Review: Kingston delivers quad-channel on a budget - though the HyperX KHX1600C9D3K4/16GX is not the first choice for those looking for good clocks.
Atomic is all about maximum power components and their ability to be tweaked to within an inch of their wafer thin life. While many readers will look at budget components such as the Kingston HyperX kit and scoff, there's a strong market for value kits. Even in enthusiast circles, tracking down memory that does the job without costing a week's pay is commonplace. It's a glorious achievement to find budget modules which overclock to the level of significantly more expensive kits. Given the significant outlay of cash when purchasing a quad-channel capable system, one may be forgiven for opting for cheaper memory.
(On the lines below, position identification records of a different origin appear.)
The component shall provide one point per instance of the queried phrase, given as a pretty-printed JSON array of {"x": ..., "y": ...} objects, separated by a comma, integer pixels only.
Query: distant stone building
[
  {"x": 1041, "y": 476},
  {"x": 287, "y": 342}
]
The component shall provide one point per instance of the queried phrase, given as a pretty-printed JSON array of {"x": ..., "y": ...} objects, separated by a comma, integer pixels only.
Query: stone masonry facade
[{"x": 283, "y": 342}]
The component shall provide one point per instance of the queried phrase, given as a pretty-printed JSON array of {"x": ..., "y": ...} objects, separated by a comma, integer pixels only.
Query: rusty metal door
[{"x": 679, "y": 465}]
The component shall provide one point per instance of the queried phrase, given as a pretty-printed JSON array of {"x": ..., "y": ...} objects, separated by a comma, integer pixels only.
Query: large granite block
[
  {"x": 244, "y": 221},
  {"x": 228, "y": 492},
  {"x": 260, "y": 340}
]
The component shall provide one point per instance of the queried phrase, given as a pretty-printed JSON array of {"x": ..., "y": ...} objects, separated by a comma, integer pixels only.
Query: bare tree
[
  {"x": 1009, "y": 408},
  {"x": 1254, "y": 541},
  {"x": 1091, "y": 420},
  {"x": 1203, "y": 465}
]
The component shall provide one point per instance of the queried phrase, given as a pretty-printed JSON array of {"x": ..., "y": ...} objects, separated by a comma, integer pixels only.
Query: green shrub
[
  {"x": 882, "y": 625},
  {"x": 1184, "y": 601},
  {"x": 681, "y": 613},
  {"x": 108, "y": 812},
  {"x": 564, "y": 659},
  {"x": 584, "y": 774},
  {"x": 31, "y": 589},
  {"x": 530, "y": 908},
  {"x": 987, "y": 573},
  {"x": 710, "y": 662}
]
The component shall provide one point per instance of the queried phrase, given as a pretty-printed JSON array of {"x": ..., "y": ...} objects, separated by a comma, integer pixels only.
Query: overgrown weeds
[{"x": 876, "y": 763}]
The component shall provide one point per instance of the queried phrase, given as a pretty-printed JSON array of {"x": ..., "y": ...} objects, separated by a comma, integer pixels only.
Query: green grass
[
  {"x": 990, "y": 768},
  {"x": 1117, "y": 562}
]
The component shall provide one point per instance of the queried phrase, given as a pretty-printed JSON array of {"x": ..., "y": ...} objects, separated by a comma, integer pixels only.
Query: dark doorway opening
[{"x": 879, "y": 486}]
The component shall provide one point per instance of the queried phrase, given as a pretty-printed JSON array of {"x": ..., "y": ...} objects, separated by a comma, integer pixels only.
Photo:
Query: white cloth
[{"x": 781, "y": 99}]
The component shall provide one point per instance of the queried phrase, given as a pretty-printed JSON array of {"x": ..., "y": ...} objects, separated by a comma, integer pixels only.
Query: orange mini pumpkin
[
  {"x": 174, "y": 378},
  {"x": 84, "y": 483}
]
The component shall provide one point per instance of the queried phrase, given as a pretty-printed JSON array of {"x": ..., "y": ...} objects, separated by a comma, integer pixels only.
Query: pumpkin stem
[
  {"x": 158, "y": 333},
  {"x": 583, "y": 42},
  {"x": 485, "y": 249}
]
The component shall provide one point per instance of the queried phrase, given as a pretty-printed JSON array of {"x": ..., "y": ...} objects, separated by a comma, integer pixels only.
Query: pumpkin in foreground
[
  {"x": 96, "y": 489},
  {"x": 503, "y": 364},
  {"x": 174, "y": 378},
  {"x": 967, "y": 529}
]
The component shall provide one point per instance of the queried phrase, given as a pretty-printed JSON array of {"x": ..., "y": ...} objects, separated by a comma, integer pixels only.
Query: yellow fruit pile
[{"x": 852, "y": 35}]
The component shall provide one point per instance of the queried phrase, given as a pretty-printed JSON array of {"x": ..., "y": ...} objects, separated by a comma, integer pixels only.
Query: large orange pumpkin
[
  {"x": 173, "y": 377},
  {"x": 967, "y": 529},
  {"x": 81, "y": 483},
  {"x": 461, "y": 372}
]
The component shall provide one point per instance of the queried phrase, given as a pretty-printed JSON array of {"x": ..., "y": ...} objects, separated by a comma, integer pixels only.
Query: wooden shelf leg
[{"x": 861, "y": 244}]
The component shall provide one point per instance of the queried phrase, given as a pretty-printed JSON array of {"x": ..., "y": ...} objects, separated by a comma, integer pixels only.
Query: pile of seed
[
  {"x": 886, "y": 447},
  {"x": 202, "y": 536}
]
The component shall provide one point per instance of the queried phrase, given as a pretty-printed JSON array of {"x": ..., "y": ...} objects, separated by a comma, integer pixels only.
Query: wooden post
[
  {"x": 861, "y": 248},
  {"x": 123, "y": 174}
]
Kingston's HyperX modules attempt to fill the budget sector . Each module is enclosed by a low profile heatsink with a blue metallic finish. They're compact enough to fit under larger CPU air coolers such as the Noctua NH-D14 without an issue.
Our tests showed that the performance of this kit isn't too shabby. PiFast and wPrime tests came close to the likes of the RipjawsZ and Evo Corsa kits. The main differentiators are latency and read transfer rate, where these modules don't fair quite as well. Given the 1600MHz rating, we're more than pleased at the result.
Overclocking didn't yield much of an improvement. The best we could manage was tightening the latencies to 8-9-8-24 1T. This helped with transfer rates and latency, but did nothing to help with benchmarks. Increasing the voltage to 1.7v failed to provide extra headroom.
Despite the lack of overclock headroom, we're very pleased with the benchmark results. It goes to show that you don't need expensive memory to keep up with the best. If only we had a local price to compare with.